Free Mojo: Still crazy after all these years

by Ryan Snyder

Free Mojo: Still crazy after all these years

It’s not unusual for your typical musician to give away the occasional digital EP or full-length to promote themselves on a larger scale, but Mojo Nixon is by no means typical. In fact, he’s nuts and always has been. He thinks everyone should go out and buy Chris Knight records, while wishing grave misfortune on Rascal Flatts. He’s assailed pop culture with songs like “Debbie Gibson is Pregnant with My Two-Headed Love Child” and “Don Henley Must Die.” The outhouse rat took one look at him and said, “That man ain’t right.” Mojo Nixon is used-car-salesman crazy; the kind screaming on your television that he’s practically giving everything away. Well ol’ Mojo does like to yell and he is giving it all away — almost his entire catalog, that is. Save for a collaboration with the Dead Milkmen’s Jello Biafra, Prairie Home Invasion, Nixon recently made nearly every album he’s recorded available for free download on for a three week period that ends on October 28.

The Chapel Hill-born satirist and psychobilly maven doesn’t expect to lose a lot of money over the proposition, frankly, he says, because he wasn’t making a lot over it to begin with. In purely exaggerated, grand Nixonian fashion, he says that giving away his music is not only for the benefit of his fans, but for the betterment of his country also.

“By giving Mojo Nixon away, I think we’re stimulating the economy, maybe even over-stimulating it,” Nixon contends. “I think that moonshine runners over in the Piedmont North Carolina will be able to make more money. They got free Mojo songs that will get them all fired up to deliver more illegal hooch.”

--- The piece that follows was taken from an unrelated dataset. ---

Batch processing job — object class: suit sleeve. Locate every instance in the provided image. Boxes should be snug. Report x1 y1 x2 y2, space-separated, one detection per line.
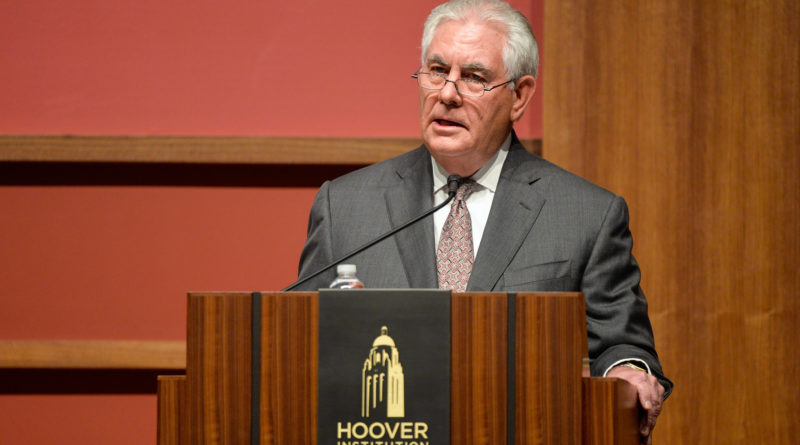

Fired up, indeed. Nixon was never one to go the languorous songwriting route. His modus operandi of punk, country and subversive witticism is still shines on Whiskey Rebellion, his first release of original material in 10 years. Don’t think he’s out of retirement and ready to rage on the road, however. The album is all previously unreleased tracks, dating back as far as a 1983 session with Skid Roper that was the result of three hours of studio time won in a contest. Though Nixon plays the very rare date when the right cause arises, most recently a benefit for Three Dog Night hitmaker Paul Williams, he’s relegated his madness to the airwaves as host of a bevy of popular Sirius/ XM Radio shows; Outlaw Country’s Loon in the Afternoon, Nascar Radio’s

Mojo Nixon’s Manifold Destiny and Raw Dog Comedy’s politically-themed Lyin’ Cocksuckers. With his current gig allowing him to say whatever comes to his warped mind and little to no supervision, who can blame him?

“Retiring is probably the smartest thing I ever did. Nobody wants to see boring, staid, exercising, dying his hair, picking his teeth, middle of the road Mojo that you can play for you grandmother,” Nixon hollered over the phone.

“I’d rather people remember the great shows. Someone wanted to videotape a show and I said, ‘No, you shoulda done that 20 years ago at the height of my powers.’” He has a sweet gig on the extraterrestrial airwaves, but the prospect of going back on the road is as much of a health issue as it is image maintenance.

“I only know one way to tour: the bad way,” Nixon said. “I see people who have stopped drinking and doing drugs and whoring around. They put on nice safe shows where they play the hits and ultimately to me, it’s boring. It doesn’t have any danger to it.”

That’s Mojo in a nutshell. You won’t get to see him perform any time soon, if ever, but take his music for nothing and have a nice day. It’s a zero sum game and unless there’s a deceptively brilliant marketing strategy behind it all, the only reward is awareness of a guy who once made some pretty insane music and now resides primarily as a bastion of free speech on a niche radio service. Actually, when put that way, it all makes a little bit of sense.